The monastic life is not only devoted to the study of Christ, or to the contemplation of Christ, or to the imitation of Christ. The monk seeks to become Christ by sharing in the passion of Christ.

Life in the monastery, says Cassian, is lived “under the sacrament of the Cross” {sub cruets sacramento).*

But to live in the mystery of the Cross is to live in union with Christ in His “obedience unto death, even the death of the Cross” (Philippians 2, 8-9).

Many details of the monk’s austere life may be relaxed by his superiors. There may be modification in his daily prayer, his manual work, his fasting, his silence: but in one thing there can be no change—in the monk’s fundamental obligation to be “obedient unto death.” This means that he must relinquish, if not life itself, at least his stubborn will to “live” and exist as a self-assertive and self-seeking individual. To renounce the pleasure of one’s dearest illusions about oneself is to die more effectively than one could ever do by allowing himself to be killed for a clearly conceived personal ideal. Indeed, we know it is quite possible for a man to lay down his life to bear witness to his own will and to his own illusions. But the true and complete renunciation of ourselves is demanded by the monastic life. Even if our superiors seek to spare our weakness God Himself will not spare us, if we are truly seeking Him.

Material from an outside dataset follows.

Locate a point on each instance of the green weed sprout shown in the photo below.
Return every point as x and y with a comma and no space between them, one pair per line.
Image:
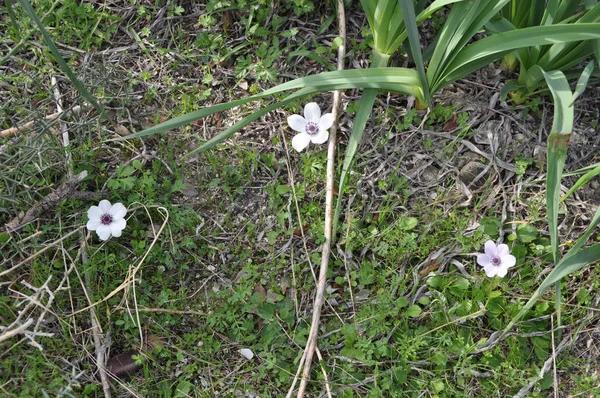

However, to live “under the sacrament of the Cross” is to share in the life of the Risen Christ. For when our illusions die, they give place to reality, and when our false “self” disappears, when the darkness of our self-idolatry is dispelled, then the words of the Apostle are fulfilled in us: “Arise, thou that sleepest, and Christ will enlighten thee” (Ephesians, 5:14). And again: “God who commanded the light to shine out of darkness hath shined in our hearts to give the light of the knowledge of the glory of God in the face of Christ Jesus” (2 Corinthians, 4:6).